Harapannya melalui penyelenggaraan ini seluruh siswa diajak untuk siap menghadapi masa depan yang tak terduga.

“Kita harus bisa siap dengan apa yang akan datang. Jadi expect the unexpected, kita hidup di dunia ini ‘kan gak akan tahu kedepannya gimana, dan kita harus siap menjalankannya,” kata Raja Latuconsina, Ketua Pelaksana Nitrackers 2019.

Mengatur waktu belajar dan persiapan

Adik dari Prilly Latuconsina sendiri mengaku bahwa cukup banyak anggota panitia mengorbankan waktu belajar guna menyukseskan gelaran pensi ini.

 “Jujur, (akademis) pasti terganggu sih. Karena ‘kan waktu akademisnya pasti kepotong. Kalau saya sih sebenarnya gak les, cuman kan teman-teman ada yang lesnya setiap hari dan dia harus bisa bagi waktu ke Nitrackers, dan mau gak mau dia harus memprioritaskan Nitrackers,” ucapnya.

Tidak hanya itu,  dengan persetujuan guru piket sering kali panitia harus keluar dari kelas untuk melakukan rapat minimal dua sampai tiga kali dalam seminggu.

Baca Juga: 5 Kegiatan Seru yang tak Boleh Kamu Lewatkan di Bangku SMA

“Selama acara ini disusun, kita pasti ada rapat seminggu bisa dua sampai tiga kali. Dan itu mau gak mau kita harus keluar kelas karena istirahat cuma 15 menit dan gak mungkin rapat 15 menit kelar. Tapi, kita selalu izin ke guru piket, jadi gurunya juga tau kalau kita gak masuk kelas,” kata siswa kelas 12 peminatan IPS ini.

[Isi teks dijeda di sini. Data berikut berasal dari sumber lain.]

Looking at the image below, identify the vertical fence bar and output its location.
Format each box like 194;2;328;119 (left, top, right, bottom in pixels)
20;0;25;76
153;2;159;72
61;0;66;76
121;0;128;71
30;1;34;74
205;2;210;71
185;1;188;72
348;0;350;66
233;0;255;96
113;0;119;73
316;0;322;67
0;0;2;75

Kepala Sekolah SMAN 1 Kota Tangerang, Tatang Sutardy menyampaikan meski sibuk dengan persiapan acara, akademik siswa tetap diprioritaskan. Bergantian siswa diberikan dispensasi bertugas sebagai panitia di hari yang telah ditentukan.

“Divisi-divisi kepanitiaan itu terus bahu-membahu bergantian setiap harinya dan mereka tetap tidak boleh meninggalkan belajar,” ujarnya.

Belajar di luar akademik sekolah

Tatang menyampaikan ajang pensi ini juga menjadi kesempatan bagi 300 siswa yang terlibat untuk berlatih banyak hal selain akademis. Jiwa kepemimpinan, tanggung jawab dan kolaborasi adalah beberapa nilai yang coba diasah melalui kegiatan ini.

“Saya memberikan kesempatan untuk mereka berkiprah mengadakan event ini agar mereka berani menanggung resiko apapun. Nah, disinilah saya tanamkan kepada mereka untuk bertanggung jawab dengan cara tanamkan jiwa-jiwa kepemimpinan seperti disiplin dan lain sebagainya,” jelasnya saat ditemui di sela-sela acara “Nitrackers”.

Tidak hanya itu, ajang pensi ini juga melatih jiwa entreprenuership  kepada para siswa. “Di sekolah, mereka berkreativitas dalam bidang usaha, misalkan menjual makanan sehingga akhirnya terkumpul dana yang cukup besar untuk menyelenggaran event ini,” ucapnya.

Tatang sendiri berharap melalui Nitrackers ini, seluruh siswa dapat mempunyai modal keterampilan untuk menjadi pemimpin-pemimpin dan tidak berhenti untuk terus belajar.

Sekolah hanya sebuah wadah pertama dan di luar sana masih banyak lagi wadah lainnya untuk terus mengasah kemampuan dan menggali potensi diri.

“Ilmu pengetahuan yang dapat diberikan di sekolah itu terbatas, kebanyakan di luar. Belajarlah di mana saja,” pesan Tatang.

Selain acara puncak pensi , SMAN 1 Tangerang juga berhasil menggelar berbagai perlombaan yang diikuti Lomba tersebut diikuti 60 sekolah se-Jabodetabek sebagai bagian dari rangkaian kegiatan  Nitrackers 2019, antara lain; Dota, voli, band, vocal group, badminton, futsal, ratoh jaroe, LCC 4 Pilar, catur, basket, MIPA IPS, dan rally photo.